DDCA stands with egg on its face after fiasco

It wasn’t long ago that Virender Sehwag had revolted against the association’s nepotism while selecting the State team.

Backed by his other Delhi internationals, the star batsman had even threatened to shift allegiance to neighbouring Haryana if the problem wasn’t fixed. 

DDCA’s image got tarnished even more on Sunday when the pitch here for the India-Sri Lanka match was termed ‘dangerous’ leading to the match’s cancellation. This is only the second instance that a match in India has been called off due to poor playing conditions. Indore’s Nehru Stadium was the first venue to face such embarrassment on Dec 25, 1997 when the match, also between India and Lanka, was called off after just three overs.

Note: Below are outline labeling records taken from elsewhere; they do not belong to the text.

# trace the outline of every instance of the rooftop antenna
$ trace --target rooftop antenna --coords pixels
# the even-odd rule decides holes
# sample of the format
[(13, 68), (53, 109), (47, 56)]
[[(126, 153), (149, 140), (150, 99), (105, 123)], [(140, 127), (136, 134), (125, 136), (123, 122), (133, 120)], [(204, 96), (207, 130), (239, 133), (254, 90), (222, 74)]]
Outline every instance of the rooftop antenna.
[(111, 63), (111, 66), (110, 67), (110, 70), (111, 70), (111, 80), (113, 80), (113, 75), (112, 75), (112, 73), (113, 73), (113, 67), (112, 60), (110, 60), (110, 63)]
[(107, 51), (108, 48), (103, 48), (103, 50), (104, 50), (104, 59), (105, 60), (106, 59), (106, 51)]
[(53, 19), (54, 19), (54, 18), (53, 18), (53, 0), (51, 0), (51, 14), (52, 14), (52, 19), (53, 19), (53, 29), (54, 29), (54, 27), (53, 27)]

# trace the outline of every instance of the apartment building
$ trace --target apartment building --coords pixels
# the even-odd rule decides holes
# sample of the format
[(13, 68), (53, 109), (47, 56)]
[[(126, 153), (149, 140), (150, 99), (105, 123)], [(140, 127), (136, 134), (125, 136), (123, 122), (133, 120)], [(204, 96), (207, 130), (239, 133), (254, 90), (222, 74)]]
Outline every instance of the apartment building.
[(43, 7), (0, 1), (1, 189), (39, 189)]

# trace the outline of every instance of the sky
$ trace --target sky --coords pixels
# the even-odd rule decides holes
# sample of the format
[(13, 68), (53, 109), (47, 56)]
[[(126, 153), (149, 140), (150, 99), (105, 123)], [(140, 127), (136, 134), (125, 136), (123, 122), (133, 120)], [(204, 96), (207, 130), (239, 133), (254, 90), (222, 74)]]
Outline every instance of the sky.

It’s hard to believe that the authorities didn’t foresee the possibility of such an occurrence looking at the notorious recent history of the Kotla wicket. Its lack of bounce during the inaugural Champions League T20 tournament and during the subsequent India-Australia match had come in for sharp criticism. Considering this, it hardly called for another match here so soon. As a result both the BCCI and the DDCA are now left with egg all over their faces.

DDCA did offer an apology and regretted the inconvenience caused to spectators and announced the refunding of gate tickets, but that helped little in salvaging the situation. Association president Arun Jaitely, addressing the media, assured: “The DDCA takes this matter very seriously. We will look into this matter and do all that is required to ensure that such a situation does not re-occur.”

Jaitely, however, avoided questions on the possible ICC ban on Kotla as an international venue. “We don’t want to get into speculative things. We are in consultation with the BCCI and we have taken all the decisions in consultation with them,” he said, trying to place the onus on the Indian board.

DDCA in an effort to enhance the bounce in the pitch had re-worked on the square and had planted fresh grass to help the pitch hold firm. But their plan seems to have gone awry. “We put some grass there and may be something went wrong with that. The fear was that against Australia the ball was keeping low and the wicket was breaking up. We thought that will not happen in this match, unfortunately there was more bounce,” DDCA ground and pitches head Chetan Chauhan offered.

Chauhan then conveniently blamed BCCI for the mess. “I do supervise the pitch preparation here, but it’s done under the greater supervision of the BCCI’s pitch committee. We have done everything according to their advice. Whatever technical advice we have received is from the BCCI and there was no role for us as far as our inputs were concerned,” he remarked.